Network Security Internet Technology Development Database Servers Mobile Phone Android Software Apple Software Computer Software News IT Information

In addition to Weibo, there is also WeChat

Please pay attention

WeChat public account

Shulou

Common bug of character conversion in python

2025-01-19 Update From: SLTechnology News&Howtos shulou NAV: SLTechnology News&Howtos > Servers >

Share

Shulou(Shulou.com)06/02 Report--

Why did 1.python report an error when writing a unicode string to a file?

The parameter type of the write method is that str,str is a binary stream (no encoding information). When you give a unicode object, it executes the str function to convert to the str type and then sends it to the write method. The conversion from unicode to str contains one-time encoding. If it is not specified, ascii coding is used by default, but there is no corresponding Chinese character in the ascii coding set, so an error is reported.

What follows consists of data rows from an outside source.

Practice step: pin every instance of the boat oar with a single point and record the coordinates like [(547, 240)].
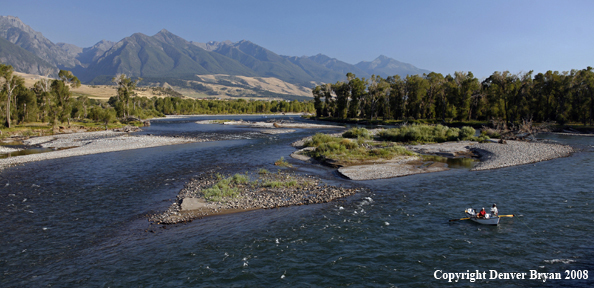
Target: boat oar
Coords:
[(459, 219)]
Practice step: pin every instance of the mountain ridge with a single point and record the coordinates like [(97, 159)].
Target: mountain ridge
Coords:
[(165, 54)]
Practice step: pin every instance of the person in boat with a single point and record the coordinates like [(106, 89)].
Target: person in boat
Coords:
[(482, 213), (494, 211)]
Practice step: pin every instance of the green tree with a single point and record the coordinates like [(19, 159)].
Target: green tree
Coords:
[(11, 82), (126, 88)]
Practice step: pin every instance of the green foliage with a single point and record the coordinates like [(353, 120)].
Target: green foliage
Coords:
[(427, 134), (357, 133), (225, 187), (277, 184), (353, 150), (282, 162)]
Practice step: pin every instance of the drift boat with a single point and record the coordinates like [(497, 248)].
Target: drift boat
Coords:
[(488, 220)]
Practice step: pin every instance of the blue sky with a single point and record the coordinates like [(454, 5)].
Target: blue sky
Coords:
[(441, 36)]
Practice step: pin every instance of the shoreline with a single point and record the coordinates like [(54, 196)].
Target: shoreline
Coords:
[(192, 204), (87, 143), (514, 153), (491, 156)]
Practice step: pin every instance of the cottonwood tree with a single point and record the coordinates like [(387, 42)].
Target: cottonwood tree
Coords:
[(126, 87), (10, 82), (61, 104)]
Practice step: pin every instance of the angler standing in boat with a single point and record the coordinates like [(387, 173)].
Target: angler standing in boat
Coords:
[(482, 213), (494, 211)]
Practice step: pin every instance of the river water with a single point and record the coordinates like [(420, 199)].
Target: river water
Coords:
[(81, 222)]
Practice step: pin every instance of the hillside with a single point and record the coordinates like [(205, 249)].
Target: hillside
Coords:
[(213, 87), (212, 69)]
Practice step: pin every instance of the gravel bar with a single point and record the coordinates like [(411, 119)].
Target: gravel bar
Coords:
[(493, 155), (91, 143)]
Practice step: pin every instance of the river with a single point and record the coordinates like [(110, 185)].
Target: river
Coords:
[(81, 221)]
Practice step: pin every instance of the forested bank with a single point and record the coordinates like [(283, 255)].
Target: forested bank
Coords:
[(51, 101), (553, 96)]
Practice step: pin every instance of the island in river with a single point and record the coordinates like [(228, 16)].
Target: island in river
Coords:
[(263, 189)]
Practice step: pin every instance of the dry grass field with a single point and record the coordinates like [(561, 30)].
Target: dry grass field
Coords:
[(241, 87)]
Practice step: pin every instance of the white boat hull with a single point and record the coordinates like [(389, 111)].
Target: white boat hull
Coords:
[(488, 220)]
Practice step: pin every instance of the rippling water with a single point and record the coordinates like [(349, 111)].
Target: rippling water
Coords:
[(80, 221)]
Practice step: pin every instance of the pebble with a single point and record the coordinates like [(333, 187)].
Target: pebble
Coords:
[(495, 155), (308, 191)]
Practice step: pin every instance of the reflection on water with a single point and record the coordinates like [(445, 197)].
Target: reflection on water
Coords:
[(465, 163)]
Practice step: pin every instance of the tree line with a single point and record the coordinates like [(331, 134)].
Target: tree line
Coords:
[(51, 101), (553, 96)]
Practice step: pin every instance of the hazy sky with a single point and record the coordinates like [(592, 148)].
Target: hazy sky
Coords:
[(441, 36)]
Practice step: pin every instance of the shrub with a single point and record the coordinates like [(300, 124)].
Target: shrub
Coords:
[(318, 139), (240, 179), (282, 162), (357, 133), (467, 132), (426, 134)]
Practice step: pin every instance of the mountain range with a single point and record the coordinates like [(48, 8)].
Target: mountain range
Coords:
[(168, 56)]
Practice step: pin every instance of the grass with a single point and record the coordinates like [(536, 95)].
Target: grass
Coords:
[(282, 162), (220, 121), (31, 129), (227, 187), (420, 133), (349, 150), (357, 133)]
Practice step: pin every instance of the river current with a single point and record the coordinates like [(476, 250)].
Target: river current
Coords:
[(81, 221)]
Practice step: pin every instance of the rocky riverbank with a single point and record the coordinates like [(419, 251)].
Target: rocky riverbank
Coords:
[(495, 155), (269, 190), (491, 156), (78, 144), (271, 124)]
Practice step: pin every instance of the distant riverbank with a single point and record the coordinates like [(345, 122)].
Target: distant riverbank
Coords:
[(491, 156)]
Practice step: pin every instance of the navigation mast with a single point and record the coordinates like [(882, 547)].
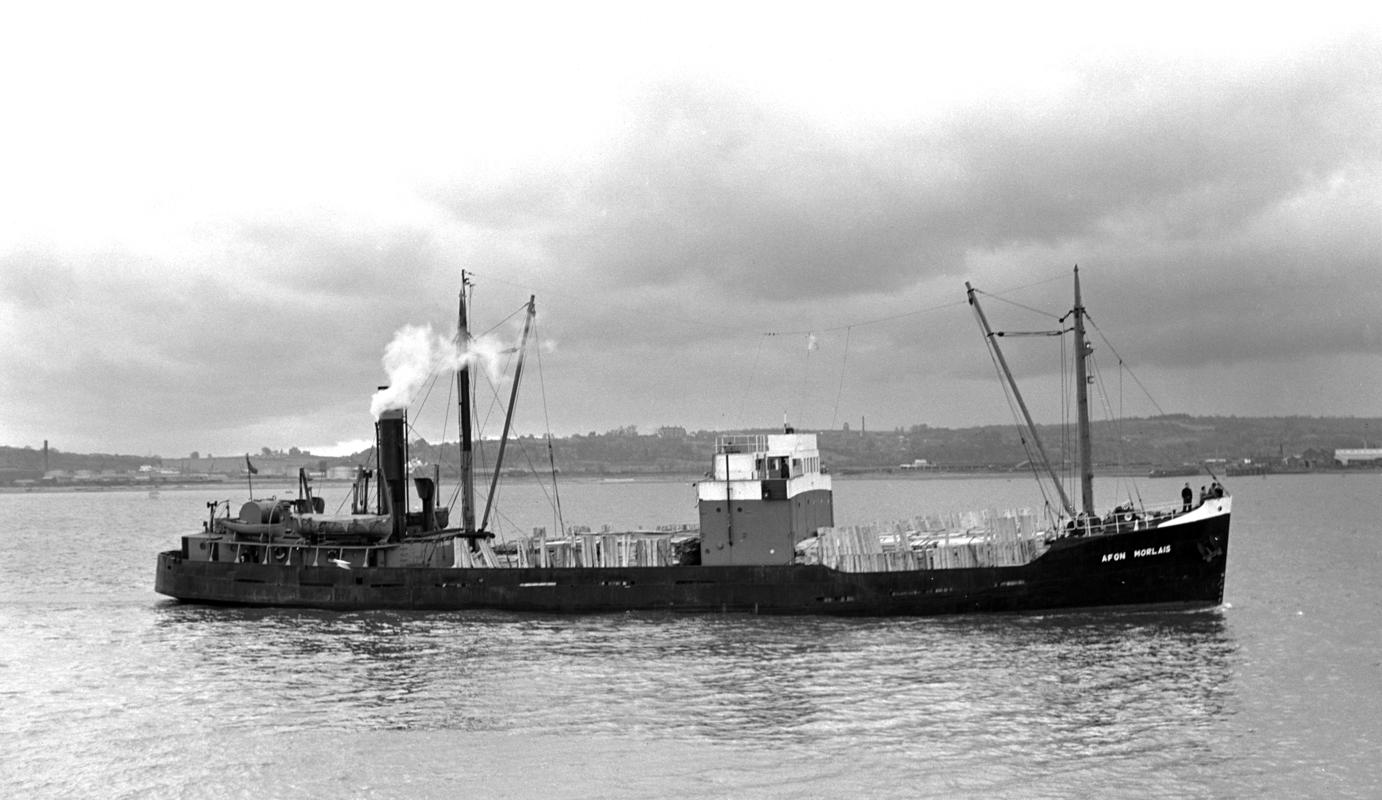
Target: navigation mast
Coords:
[(1086, 462), (1031, 427), (467, 469), (509, 416)]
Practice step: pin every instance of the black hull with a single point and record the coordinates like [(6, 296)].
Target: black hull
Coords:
[(1171, 565)]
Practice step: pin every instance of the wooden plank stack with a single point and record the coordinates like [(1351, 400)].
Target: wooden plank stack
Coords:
[(933, 542)]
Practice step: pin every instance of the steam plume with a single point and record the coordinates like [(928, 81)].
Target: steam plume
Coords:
[(418, 353)]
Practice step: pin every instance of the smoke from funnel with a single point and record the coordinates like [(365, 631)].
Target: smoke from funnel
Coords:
[(418, 353)]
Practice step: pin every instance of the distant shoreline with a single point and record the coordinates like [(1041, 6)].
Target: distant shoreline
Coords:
[(268, 482)]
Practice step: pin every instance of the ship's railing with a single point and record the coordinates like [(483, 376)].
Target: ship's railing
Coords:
[(741, 444)]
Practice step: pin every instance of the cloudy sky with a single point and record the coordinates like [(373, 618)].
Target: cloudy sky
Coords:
[(214, 220)]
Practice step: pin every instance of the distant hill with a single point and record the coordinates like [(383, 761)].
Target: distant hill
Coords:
[(1136, 444)]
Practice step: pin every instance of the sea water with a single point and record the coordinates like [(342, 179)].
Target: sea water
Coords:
[(108, 690)]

The right thing to do is to specify the code in the code. For example, specify (fp= open ('test.txt', 'wrought, encoding='utf-8')) in open, or manually encode the unicode object through the encode method to generate str when write. It means to write it as fp.write (s.encode ('utf8')). Note that it makes sense to use encode for unicode objects. Str objects allow you to use encode for str objects in py2, but this is only valid if default encoding is specified, so it is not recommended for beginners to encode str directly.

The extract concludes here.